Eine weitere Frage hab ich direkt: It es möglich Objekte zum Leuchten zu bringen ausser dem Glow-Effekt? Muss auch nicht stark sein. Kann zwar nur die Sonne mit Ambienten Licht etc. beleuchten, dass sieht aber nur mäßig gut aus. Jemand ne Idee?


----------



## Guest2 (18. Aug 2011)

Moin,



Daniel.S hat gesagt.:


> Eine weitere Frage hab ich direkt: It es möglich Objekte zum Leuchten zu bringen ausser dem Glow-Effekt? Muss auch nicht stark sein. Kann zwar nur die Sonne mit Ambienten Licht etc. beleuchten, dass sieht aber nur mäßig gut aus.
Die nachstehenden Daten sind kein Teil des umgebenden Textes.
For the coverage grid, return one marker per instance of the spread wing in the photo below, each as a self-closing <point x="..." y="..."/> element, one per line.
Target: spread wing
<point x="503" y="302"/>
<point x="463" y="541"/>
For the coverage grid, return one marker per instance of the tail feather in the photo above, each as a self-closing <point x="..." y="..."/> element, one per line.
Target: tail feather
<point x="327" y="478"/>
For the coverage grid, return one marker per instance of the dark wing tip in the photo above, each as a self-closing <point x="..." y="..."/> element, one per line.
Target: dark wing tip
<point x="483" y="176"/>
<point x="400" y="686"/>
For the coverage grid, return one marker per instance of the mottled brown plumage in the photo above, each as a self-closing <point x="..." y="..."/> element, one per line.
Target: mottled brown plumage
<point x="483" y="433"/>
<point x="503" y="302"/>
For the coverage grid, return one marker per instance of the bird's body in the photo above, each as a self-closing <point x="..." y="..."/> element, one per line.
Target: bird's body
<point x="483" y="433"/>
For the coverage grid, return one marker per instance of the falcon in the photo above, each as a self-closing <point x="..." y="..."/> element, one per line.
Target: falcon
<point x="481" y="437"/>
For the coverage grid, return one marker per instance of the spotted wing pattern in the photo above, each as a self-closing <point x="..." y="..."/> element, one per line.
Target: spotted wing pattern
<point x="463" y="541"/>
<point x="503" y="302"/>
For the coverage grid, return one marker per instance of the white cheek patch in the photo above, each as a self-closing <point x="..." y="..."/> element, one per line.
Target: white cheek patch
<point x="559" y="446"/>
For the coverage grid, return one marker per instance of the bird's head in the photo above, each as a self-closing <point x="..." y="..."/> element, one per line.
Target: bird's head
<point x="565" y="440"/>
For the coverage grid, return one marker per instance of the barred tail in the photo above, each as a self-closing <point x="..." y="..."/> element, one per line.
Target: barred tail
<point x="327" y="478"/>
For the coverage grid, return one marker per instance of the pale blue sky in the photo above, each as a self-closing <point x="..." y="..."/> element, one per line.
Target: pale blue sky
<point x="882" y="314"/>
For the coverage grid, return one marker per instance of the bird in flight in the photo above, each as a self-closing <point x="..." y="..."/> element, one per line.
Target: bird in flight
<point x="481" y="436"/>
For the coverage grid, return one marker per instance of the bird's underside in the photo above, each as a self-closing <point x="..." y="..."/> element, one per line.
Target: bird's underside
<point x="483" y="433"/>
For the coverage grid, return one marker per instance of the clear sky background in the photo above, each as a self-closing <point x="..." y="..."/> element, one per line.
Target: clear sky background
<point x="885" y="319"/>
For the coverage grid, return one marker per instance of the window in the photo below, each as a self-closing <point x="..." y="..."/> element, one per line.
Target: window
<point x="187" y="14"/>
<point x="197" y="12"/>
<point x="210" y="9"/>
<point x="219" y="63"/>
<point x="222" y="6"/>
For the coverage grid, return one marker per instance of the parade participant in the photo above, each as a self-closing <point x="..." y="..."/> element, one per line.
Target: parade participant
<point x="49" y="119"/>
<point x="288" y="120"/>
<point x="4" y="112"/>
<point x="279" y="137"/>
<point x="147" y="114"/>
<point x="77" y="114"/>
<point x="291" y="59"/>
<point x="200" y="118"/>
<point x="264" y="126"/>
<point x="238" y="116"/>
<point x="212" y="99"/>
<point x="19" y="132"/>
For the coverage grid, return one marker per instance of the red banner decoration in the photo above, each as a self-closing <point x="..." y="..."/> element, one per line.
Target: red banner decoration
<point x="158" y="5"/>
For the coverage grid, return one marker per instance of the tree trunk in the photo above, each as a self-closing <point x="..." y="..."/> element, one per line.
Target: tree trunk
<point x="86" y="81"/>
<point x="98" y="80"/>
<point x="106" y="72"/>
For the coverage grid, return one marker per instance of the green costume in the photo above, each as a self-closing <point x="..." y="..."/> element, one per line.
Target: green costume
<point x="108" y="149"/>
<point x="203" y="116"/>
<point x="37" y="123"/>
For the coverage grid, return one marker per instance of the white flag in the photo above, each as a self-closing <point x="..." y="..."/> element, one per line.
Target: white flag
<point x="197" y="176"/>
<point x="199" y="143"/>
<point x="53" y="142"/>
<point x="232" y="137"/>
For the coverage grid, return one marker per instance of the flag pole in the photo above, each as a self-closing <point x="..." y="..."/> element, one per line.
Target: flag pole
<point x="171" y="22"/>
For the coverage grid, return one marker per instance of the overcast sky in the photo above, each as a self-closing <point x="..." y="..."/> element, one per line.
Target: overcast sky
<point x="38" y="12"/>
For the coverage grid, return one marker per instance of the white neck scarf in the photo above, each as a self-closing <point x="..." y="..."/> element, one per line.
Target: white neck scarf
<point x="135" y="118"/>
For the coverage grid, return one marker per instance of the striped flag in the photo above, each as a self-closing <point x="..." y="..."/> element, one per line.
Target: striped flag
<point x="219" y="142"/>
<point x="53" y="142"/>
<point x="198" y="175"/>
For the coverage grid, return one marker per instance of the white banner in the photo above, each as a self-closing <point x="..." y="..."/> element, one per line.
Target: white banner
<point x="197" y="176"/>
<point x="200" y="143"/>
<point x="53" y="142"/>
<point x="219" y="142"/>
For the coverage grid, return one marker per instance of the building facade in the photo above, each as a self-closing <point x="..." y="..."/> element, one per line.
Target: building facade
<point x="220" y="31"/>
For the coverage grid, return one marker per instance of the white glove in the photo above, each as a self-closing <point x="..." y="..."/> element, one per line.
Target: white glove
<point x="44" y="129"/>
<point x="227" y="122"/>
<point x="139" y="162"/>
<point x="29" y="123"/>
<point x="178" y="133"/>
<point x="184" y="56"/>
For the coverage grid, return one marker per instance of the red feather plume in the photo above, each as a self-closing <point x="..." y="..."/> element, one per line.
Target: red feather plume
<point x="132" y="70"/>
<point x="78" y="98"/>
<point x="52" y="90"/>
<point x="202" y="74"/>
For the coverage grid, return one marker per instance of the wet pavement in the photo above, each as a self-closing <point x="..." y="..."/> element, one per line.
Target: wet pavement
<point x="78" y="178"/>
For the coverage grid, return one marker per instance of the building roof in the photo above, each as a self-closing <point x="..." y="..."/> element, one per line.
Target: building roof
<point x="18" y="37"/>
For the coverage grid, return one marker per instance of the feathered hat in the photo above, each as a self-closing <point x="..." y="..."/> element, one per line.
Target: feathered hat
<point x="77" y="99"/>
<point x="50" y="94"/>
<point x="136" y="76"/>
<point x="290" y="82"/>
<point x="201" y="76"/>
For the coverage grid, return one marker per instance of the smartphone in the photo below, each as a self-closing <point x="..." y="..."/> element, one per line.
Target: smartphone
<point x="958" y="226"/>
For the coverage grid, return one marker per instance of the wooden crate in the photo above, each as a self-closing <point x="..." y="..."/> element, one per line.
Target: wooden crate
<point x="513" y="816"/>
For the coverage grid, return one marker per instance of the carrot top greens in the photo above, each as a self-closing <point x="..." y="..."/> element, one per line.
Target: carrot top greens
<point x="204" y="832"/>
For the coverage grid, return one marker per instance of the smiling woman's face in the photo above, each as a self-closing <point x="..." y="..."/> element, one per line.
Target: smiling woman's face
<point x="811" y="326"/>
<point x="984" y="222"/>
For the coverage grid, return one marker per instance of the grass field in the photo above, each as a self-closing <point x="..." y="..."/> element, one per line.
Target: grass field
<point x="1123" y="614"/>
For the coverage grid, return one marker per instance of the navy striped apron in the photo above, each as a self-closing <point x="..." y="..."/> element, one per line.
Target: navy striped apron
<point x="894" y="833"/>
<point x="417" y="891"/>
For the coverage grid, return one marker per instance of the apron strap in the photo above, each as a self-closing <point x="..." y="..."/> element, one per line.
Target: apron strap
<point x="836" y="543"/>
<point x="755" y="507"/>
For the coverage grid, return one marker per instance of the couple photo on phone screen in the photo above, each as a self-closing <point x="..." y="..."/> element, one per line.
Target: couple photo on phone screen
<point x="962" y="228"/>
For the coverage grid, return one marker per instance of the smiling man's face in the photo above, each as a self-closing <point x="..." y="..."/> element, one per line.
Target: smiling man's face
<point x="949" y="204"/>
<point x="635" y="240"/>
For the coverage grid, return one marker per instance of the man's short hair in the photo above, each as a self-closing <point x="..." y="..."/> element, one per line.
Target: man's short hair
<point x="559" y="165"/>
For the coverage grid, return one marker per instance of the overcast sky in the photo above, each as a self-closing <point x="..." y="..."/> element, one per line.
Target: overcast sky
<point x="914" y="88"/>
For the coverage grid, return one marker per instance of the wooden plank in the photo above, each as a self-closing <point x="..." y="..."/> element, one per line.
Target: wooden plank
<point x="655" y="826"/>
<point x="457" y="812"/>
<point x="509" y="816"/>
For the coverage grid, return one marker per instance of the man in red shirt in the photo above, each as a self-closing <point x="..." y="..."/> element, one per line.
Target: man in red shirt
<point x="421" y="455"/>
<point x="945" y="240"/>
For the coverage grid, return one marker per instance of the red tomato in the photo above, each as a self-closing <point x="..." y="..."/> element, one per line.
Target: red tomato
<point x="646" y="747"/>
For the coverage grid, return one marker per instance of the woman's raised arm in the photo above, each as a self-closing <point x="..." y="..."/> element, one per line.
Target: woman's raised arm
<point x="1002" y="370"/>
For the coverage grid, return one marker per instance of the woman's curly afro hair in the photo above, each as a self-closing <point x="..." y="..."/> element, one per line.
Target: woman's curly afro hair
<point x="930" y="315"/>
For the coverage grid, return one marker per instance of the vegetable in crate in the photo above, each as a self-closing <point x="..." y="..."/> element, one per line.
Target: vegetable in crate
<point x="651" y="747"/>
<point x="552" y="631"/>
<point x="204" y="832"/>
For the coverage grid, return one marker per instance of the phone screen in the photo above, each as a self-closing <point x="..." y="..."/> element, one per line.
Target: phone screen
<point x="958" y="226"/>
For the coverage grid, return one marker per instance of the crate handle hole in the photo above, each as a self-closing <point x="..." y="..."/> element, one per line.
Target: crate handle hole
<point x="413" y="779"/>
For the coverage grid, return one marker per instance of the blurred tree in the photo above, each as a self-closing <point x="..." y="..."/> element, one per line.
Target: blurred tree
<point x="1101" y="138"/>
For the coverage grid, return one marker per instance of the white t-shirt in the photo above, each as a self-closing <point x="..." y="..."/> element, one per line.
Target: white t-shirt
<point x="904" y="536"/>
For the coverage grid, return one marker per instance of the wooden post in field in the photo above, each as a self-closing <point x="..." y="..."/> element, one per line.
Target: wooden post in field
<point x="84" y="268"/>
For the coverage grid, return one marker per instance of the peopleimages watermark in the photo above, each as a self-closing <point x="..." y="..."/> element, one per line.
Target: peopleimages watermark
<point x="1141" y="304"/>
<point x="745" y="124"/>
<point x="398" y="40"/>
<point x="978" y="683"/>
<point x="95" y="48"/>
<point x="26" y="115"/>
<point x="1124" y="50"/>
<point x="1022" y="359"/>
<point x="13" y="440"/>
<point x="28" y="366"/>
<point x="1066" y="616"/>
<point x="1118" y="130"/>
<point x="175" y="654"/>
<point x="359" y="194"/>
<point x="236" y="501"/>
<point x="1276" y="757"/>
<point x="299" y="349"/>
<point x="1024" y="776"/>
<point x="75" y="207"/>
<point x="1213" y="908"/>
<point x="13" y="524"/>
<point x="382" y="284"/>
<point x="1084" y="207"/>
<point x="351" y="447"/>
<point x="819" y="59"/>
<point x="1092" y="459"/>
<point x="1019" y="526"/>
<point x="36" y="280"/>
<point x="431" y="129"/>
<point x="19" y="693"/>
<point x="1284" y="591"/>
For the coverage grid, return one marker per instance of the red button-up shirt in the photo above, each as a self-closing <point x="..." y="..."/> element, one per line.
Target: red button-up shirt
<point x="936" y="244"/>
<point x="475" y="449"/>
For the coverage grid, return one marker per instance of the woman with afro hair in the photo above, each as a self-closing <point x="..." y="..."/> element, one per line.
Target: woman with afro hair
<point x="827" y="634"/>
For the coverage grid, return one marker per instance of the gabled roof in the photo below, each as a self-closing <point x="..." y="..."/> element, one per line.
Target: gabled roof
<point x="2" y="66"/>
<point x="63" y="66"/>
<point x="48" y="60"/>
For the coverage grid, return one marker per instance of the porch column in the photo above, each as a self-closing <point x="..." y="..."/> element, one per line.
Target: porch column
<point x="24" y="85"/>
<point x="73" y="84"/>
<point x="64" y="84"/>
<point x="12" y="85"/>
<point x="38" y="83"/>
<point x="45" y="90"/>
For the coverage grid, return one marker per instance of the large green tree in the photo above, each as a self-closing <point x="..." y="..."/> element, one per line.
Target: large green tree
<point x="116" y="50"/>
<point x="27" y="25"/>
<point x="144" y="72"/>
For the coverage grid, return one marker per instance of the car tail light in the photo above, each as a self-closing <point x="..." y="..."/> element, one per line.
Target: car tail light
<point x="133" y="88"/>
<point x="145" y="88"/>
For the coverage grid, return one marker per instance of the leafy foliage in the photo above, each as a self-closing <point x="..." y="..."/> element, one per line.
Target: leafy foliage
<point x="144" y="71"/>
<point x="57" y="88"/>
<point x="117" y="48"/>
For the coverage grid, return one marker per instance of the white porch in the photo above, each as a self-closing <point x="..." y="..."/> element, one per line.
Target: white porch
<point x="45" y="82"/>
Jemand ne Idee?



was genau meinst Du den mit "zum Leuchten bringen"?

Wenn Du nur die Materialeigenschaften beeinflussen willst, dann sieh Dir mal glMaterial an. (Beispielwerte)

Wenn die Objekte wirklich flächig selbst leuchten sollen und dabei auch andere Objekte beleuchten sollen, dann nein, zumindest einfach geht das nicht. 

Gruß,
Fancy


----------